Group facilities’ vax evaders
Nearly 40 percent of the workers at group homes for the developmentally disabled in New York have refused to get vaccinated against COVID-19 — even as a Cuomo administration policy has directed the facilities to accept people with the coronavirus.
Meanwhile, one upstate group home was locked down this week and all social activities were canceled there after a worker tested positive for the disease, according to the mother of a resident.

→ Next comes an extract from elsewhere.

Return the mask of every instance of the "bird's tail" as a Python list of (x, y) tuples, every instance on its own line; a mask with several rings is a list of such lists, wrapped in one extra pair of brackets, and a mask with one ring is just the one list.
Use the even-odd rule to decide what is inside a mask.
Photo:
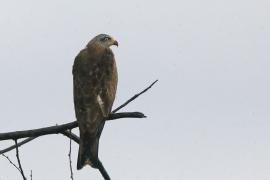
[(78, 153), (77, 169), (82, 169), (85, 165), (90, 165), (93, 168), (98, 166), (98, 146), (99, 138), (91, 138), (87, 135), (81, 137), (83, 141), (80, 140), (80, 147)]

In an e-mail to state officials, the mom fumed that her autistic son and other residents “are fully aware that they have been vaccinated and do not understand why they are being punished because a staff who refused the vaccine now has COVID.”
Stats from the state Office of People with Developmental Disabilities show 77 percent of group home residents have gotten at least one dose of vaccine, but just 24.5 percent of workers have done so.
Only 10 percent of residents have refused vaccination, while 39 percent of workers have refused. The remaining workers had “neither received nor declined the vaccine.”
The OPWDD blamed the low inoculation rate on “vaccine hesitancy” and staffers who “decide to wait for others to go first” and said it was working with unions and staffers to ensure they are “educated” on the vaccines’ benefits.
The agency issued an April 10 memo saying group homes could not deny admission to anyone with COVID-19 unless they were “unable to provide the level of care required.”